People don't make this case much any more, because it is offensive. Newt Gingrich hinted at this in 1995, when he said women "females have biological problems staying in a ditch for 30 days because they get infections." This case is made by Kingsley Browne in the book Co-ed Combat: The New Evidence That Women Shouldn't Fight the Nations Wars. Browne sites surveys in which women deployed in war zones felt unclean and argues their anatomy creates an insurmountable burden. Here again I'm going to break some new: Men also pee. Men have anuses. Men have genitals. Men have balls, covered in delicate, sensitive skin. Men get rashes. Men get crotch rot. Men get "desert dick," although there is some conflict on the Internet about what that slang refers to.

Men don't want to poop in front of women.

The Wall Street Journal published an op-ed by former Marine infantryman Ryan Smith arguing that women shouldn't be in combat because the conditions are too miserable. During the 2003 invasion, Smith says:

I dunno, an infantryman once regaled me with a 15-minute story about this one massive turd -- "thick as a Pringles can" -- he pooped out in Iraq. This other guy told me about the time he pooped out an orange turd and then a dark brown turd, one right after the other, and he supposed it was related to eating Fritos. Maybe the Marines are classier than the Army, but there didn't seem to be that much embarrassment to admit the existence of poop -- and I wasn't "one of them," but a mere wife. 

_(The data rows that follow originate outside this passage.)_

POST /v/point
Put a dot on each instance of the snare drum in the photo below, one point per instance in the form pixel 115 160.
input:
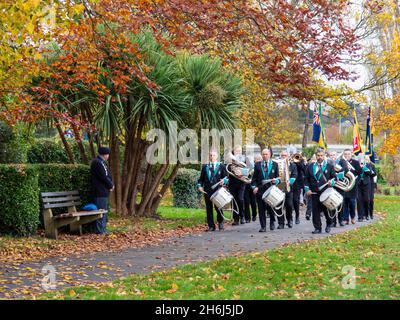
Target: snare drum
pixel 331 199
pixel 221 198
pixel 273 196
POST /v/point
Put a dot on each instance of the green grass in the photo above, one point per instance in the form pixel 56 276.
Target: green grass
pixel 310 270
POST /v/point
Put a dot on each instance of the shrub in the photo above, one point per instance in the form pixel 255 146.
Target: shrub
pixel 13 147
pixel 184 189
pixel 19 214
pixel 65 177
pixel 47 151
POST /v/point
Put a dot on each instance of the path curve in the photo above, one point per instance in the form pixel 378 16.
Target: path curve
pixel 26 279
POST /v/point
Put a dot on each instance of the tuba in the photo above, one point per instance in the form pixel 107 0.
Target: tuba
pixel 284 174
pixel 348 182
pixel 236 168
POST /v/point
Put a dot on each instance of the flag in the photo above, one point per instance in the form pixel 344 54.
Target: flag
pixel 318 129
pixel 369 138
pixel 356 136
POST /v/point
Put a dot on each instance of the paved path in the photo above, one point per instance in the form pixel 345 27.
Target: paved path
pixel 24 279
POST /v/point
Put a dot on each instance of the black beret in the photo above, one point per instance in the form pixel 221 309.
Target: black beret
pixel 104 150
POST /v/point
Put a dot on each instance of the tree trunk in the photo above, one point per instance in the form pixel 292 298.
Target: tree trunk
pixel 305 133
pixel 152 209
pixel 65 143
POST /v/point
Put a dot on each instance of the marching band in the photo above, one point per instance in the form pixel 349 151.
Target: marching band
pixel 332 185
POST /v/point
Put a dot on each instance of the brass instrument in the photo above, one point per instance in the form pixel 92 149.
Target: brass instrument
pixel 297 157
pixel 284 174
pixel 236 168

"Many Marines developed dysentery from the complete lack of sanitary conditions. When an uncontrollable urge hit a Marine, he would be forced to stand, as best he could, hold an MRE bag up to his rear, and defecate inches from his seated comrade's face....

It is humiliating enough to relieve yourself in front of your male comrades; one can only imagine the humiliation of being forced to relieve yourself in front of the opposite sex."